I also realize that I am an American and because of my decent German, he does not yet … detect that I am a foreigner.

I realize that I cannot make a grammar mistake or drop into an American accent. I have to use my Berliner dialect to keep in a safe position in this conversation.
I try to not talk too much. I am careful with my words.

Then he asks me where I am going?

I realize that I do not want him to know my address. So, I give him an address close to one of my friends’ houses, that is not far from my house.
The whole drive home I am sitting on pins and needles.

I get to the address, and I pay him and get out of the cab. I pretend to go to the door and be looking for my key as he is driving away. Once he turns the corner, I literally ran home, closed the door and called John and Misha immediately.

Misha is pissed! He knew the laws and said, “What is this guy’s name and badge number?”

But I had realized early on that this guy was using someone’s cab because the picture on the badge did not match the person driving.
I explained all that and I said, besides I did not want this guy coming after me or them.

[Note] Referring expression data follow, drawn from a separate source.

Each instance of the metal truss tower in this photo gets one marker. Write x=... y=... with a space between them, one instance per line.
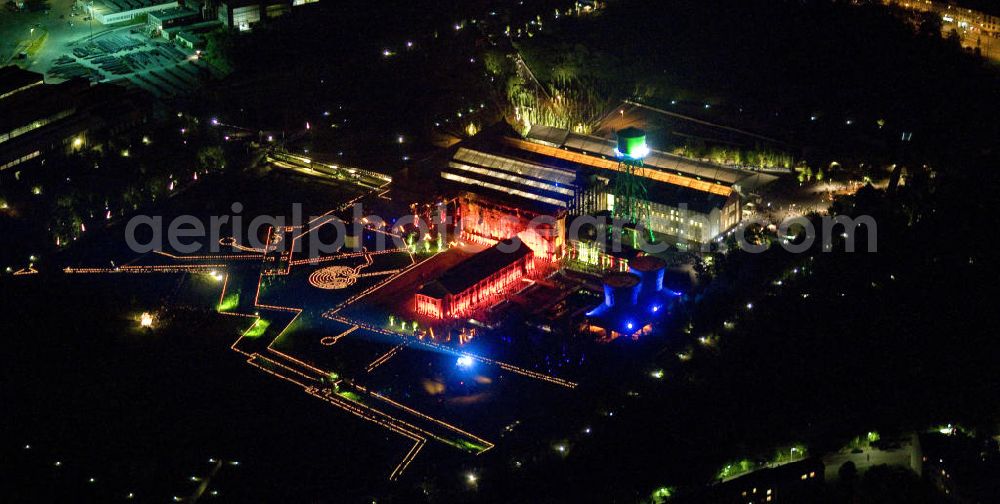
x=631 y=201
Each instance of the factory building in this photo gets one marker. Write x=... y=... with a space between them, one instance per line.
x=476 y=282
x=243 y=14
x=689 y=201
x=117 y=11
x=37 y=119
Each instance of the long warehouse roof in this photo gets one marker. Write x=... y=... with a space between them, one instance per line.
x=600 y=147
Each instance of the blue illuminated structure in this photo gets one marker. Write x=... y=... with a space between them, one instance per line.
x=634 y=300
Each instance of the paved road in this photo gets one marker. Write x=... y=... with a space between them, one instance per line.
x=865 y=460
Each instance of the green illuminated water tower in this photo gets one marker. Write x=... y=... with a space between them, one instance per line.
x=631 y=202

I do not understand this type of hate. I have never understood those that pick sides and determine that their side is the side of righteousness and so the preferences and beliefs of others are immediately wrong and evil.
I know that we have all been male and female in many lifetimes. I know that some prefer one over the other. But I also know that to seek balance we have to learn that we are (right now) both male and female.
When I am dealing with my job I am coming from a more masculine perspective. When I am cooking, I am more in my feminine. One is not better than another.

Those that judge others have not integrated both parts of their own nature.

Those that hate will blame others for their own misfortunes or inadequacies.

Those that want to divide our world only continue the toxicity of the karmic process.

Karma means – If you hurt someone … then at another time … someone will hurt you in the same way. And we will do it over and over again, back and forth … until we finally come to a middle ground and see the folly of our actions.
That is how the karmic suffering ends.
But it requires us to recognize that hate, anger, hurt, and loss are the way this dualistic world will remain divided.
It is up to us to learn to laugh, love, and play together in this sandbox called earth.

May we find a way to speak from our heart.

May we learn to call out those whose intention is to break apart.
May we see past our fears and shame.

May we stop those that hate and just want to blame.

Life knows better what we need, if we are willing to learn.
It tries to offer up all those things that we so deeply yearn.
But to find peace we must see past our thoughts.

Otherwise, all this effort will be for naught.